Y Combinator head honcho Paul Graham sparked accusations of sexism last week, when he mused to subscription-only tech publication The Information, “God knows what you would do to get 13 year old girls interested in computers?”
Jessica Lessin, editor-in-chief of The Information, stands by the quote’s accuracy, although Graham claims he was misquoted, and also that he thought he was participating in a profile about his wife and Y Combinator co-founder Jessica Livingston as opposed to a stand-alone Q&A.
Unsurprisingly, a variety of techies have stepped into the blog-o-sphere to voice their defense — or indictment — of Graham.
Fred Wilson of Union Square Ventures calls for a “broader conversation” of under-represented women in tech.
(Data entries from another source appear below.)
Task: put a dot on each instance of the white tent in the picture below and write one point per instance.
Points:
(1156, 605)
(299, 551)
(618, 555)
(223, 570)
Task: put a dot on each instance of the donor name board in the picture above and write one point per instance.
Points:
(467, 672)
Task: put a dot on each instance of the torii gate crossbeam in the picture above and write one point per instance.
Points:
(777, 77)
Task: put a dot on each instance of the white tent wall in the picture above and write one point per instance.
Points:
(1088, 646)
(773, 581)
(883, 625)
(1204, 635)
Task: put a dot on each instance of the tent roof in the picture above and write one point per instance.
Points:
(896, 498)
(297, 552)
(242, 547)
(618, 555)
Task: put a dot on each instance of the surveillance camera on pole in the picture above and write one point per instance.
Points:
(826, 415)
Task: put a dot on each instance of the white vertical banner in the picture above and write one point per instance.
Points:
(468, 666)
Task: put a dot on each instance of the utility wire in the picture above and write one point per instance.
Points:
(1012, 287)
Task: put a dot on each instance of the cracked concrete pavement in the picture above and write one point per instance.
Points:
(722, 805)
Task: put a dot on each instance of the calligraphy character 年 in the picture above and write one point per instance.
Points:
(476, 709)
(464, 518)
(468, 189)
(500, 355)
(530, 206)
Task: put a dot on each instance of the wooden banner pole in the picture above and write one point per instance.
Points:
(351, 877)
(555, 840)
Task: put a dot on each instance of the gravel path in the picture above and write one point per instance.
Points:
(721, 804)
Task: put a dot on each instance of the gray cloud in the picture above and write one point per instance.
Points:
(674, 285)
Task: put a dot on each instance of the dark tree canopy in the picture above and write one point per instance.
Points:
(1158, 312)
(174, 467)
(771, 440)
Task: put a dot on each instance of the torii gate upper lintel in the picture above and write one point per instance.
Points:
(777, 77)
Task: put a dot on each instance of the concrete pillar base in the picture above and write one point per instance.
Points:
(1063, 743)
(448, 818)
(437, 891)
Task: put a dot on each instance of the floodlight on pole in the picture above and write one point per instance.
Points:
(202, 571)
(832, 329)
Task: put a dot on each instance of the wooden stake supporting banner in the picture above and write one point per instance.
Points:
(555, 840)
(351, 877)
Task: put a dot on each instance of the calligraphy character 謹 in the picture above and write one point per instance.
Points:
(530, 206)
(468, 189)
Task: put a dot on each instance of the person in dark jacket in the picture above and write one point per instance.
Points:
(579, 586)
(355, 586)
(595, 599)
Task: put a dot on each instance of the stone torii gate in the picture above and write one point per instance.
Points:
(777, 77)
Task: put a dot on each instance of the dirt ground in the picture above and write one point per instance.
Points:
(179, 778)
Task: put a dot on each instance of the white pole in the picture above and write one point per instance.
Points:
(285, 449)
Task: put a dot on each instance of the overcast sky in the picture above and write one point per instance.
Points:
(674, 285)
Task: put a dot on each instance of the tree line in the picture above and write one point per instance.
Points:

He writes that The Academy For Software Engineering (AFSE)– a NYC-based institution for pre-teen and teenage coders — enrolls only about 20% females, but says the females he has worked with at the school are “incredible.”
Wilson also notes that Harvey Mudd — one of the nation’s most respected engineering universities — currently enrolls an equal amount of men and women CS majors, the result of years of effort.
MIT student Taylor Rose also defended Graham in a post on Medium, writing, “[Graham] never says anything directly misogynistic nor is YC more gender-biased than other Silicon Valley companies or accelerators. He’s pointing out a long-existing issue in the technology sector. It’s the national lack of female participation in the tech world that’s a problem, not comments made during an interview.”
Charlie O’Donnell of Brooklyn Bridge Ventures, meanwhile, takes the chance to kick ol’ Paul Graham while he’s down, noting, “I want to hear Paul Graham’s thoughts on gender equality and inclusive participation in the Valley as much as I want to hear Charlton Heston’s thoughts on gun control.”
O’Donnell goes on to note that since 2010, nine of his 20 investments as a VC have been with female founders. So…y’know….Charlie’s doing his part…
This most recent tech controversy is due in no small part to Graham’s alpha status; Y Combinator is the world’s highest-profile accelerator, having launched at least 37 companies worth over $40 million. Although the furor seems to be dying down, Graham writes on his blog that he will be posting an essay about female founders shortly.